I have been canning since I was 15 years old. At the time, 9th-grade girls at the high school I attended in north Seattle were required to take Home Economics. I hated the sewing part. The cooking subjects were mainly boring to me; I already knew how to boil pasta and make apple pie. It’s still a mystery to me why Mrs. Jones thought it useful to teach us how to make a Baked Alaska, something I’ve never done since then. Still, I did learn the basics of canning in that class, for which I am grateful to this day. It was the beginning of my continuing love for all kinds of food preservation.

For many years, I did only water-bath canning. We made pickles, all kinds of jams and jellies, canned pears and peaches and homegrown tomatoes. I remember once or twice watching my Mom use a pressure canner to can green beans. My memory is that it seemed complicated and stressful. It wasn’t until many years later that I bought my first pressure canner; actually I think I was in my early 40s by then. Once I got used to using it, I quickly realized the advantages of being able to can low-acid foods as well as high-acid foods.

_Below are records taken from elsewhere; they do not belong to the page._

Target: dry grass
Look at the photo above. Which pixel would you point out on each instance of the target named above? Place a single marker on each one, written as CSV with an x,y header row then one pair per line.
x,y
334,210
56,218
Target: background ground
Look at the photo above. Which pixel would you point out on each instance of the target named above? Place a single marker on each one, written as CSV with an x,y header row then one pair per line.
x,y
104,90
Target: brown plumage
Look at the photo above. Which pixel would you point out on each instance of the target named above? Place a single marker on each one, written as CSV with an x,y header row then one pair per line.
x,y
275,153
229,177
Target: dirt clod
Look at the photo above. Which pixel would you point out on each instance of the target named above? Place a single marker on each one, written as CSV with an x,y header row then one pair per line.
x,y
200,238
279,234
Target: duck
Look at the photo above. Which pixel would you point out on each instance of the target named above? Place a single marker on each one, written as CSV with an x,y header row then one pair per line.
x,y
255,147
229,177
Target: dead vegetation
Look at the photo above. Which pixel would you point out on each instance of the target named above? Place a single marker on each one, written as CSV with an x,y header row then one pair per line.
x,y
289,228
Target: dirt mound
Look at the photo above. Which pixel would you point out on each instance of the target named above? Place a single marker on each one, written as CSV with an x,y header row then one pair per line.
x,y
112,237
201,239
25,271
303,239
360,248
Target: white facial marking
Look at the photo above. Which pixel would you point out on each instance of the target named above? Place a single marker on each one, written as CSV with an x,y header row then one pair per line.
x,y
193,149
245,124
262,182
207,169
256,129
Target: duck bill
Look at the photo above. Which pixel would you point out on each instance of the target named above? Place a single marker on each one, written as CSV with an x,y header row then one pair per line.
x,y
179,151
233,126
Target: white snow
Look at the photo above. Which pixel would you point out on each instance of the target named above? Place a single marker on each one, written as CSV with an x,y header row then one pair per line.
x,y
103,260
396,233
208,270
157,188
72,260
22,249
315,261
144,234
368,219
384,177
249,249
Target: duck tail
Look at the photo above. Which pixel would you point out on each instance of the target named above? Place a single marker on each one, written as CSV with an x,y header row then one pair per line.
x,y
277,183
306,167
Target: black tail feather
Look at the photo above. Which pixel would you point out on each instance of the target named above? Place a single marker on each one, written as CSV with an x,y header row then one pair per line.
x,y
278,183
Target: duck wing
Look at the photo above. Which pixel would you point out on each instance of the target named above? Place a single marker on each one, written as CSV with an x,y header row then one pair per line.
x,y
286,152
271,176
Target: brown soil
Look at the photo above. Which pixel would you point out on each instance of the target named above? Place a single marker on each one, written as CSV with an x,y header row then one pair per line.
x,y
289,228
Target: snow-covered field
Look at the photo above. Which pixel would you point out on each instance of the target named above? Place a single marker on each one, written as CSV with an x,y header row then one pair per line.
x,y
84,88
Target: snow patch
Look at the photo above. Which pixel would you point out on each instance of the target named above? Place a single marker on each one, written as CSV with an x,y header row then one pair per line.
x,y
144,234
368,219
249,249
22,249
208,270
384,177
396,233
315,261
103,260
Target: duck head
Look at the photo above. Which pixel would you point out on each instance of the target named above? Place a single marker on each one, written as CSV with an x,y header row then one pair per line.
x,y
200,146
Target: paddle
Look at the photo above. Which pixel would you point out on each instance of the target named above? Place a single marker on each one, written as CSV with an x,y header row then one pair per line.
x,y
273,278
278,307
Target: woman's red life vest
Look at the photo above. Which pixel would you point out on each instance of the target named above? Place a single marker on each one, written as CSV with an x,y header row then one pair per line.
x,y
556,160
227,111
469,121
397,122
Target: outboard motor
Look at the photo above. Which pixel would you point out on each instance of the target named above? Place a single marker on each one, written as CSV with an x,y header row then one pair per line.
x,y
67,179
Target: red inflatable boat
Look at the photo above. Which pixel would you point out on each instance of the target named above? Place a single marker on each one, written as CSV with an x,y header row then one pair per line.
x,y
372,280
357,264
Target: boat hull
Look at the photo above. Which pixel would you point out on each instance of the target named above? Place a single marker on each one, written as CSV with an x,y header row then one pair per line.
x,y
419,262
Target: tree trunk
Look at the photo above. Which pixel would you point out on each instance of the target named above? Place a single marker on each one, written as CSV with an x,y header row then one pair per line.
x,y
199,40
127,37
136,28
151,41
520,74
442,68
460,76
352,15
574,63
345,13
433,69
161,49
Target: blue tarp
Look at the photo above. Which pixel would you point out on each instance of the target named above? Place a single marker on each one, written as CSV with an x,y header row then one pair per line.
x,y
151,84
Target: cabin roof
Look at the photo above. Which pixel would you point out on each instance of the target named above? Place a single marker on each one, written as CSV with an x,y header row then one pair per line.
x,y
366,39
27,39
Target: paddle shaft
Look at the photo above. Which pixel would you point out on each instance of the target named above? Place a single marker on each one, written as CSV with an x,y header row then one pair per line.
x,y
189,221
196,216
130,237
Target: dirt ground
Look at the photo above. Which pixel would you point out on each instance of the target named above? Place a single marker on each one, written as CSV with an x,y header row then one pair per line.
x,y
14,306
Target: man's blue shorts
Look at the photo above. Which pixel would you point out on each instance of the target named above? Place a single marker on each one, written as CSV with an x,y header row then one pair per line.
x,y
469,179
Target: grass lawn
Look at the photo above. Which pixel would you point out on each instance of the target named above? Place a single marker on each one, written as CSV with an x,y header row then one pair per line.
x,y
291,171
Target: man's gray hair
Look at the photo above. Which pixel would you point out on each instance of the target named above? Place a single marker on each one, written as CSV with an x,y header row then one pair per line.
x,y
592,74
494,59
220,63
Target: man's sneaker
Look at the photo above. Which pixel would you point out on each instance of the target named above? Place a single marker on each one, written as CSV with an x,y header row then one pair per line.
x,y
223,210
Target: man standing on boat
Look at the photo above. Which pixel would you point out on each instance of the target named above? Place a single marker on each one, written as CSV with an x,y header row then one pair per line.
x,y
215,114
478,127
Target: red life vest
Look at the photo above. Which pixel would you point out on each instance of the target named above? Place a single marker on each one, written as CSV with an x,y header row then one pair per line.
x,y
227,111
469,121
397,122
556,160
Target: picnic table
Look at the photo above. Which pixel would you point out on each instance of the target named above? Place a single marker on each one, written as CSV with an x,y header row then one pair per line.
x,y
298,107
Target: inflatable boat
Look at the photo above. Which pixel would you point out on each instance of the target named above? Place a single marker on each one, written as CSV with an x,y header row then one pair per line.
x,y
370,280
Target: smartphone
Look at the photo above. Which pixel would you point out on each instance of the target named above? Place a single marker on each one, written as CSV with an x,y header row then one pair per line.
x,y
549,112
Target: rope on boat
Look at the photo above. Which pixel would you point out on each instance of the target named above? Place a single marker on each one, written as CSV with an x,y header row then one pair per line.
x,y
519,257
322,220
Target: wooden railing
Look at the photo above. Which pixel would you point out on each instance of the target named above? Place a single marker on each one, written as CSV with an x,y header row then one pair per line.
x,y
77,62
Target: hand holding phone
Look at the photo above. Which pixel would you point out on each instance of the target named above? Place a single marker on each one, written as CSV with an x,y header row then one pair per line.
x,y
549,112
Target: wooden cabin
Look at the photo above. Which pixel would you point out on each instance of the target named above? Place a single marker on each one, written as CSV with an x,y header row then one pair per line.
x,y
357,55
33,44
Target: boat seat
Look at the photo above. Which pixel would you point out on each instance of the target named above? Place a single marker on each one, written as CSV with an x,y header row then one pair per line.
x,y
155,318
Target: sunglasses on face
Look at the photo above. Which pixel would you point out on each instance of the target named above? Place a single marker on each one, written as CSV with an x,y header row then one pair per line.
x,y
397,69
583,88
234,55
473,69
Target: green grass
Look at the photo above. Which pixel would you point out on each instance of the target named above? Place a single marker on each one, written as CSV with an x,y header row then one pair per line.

A brief word of explanation: High-acid foods can be safely canned in a boiling-water bath. Examples of high acid foods are pickles, jams, and fruits. Tomatoes are generally considered high-acid foods, as well as tomato-based preserves such as salsa. Low-acid foods must be canned in a pressure canner. At 10 pounds pressure, the temperature inside the pressure canner is 240F, much higher than 212F, the boiling point of water at sea level. This higher temperature kills potentially dangerous bacteria that can survive boiling-water temperatures.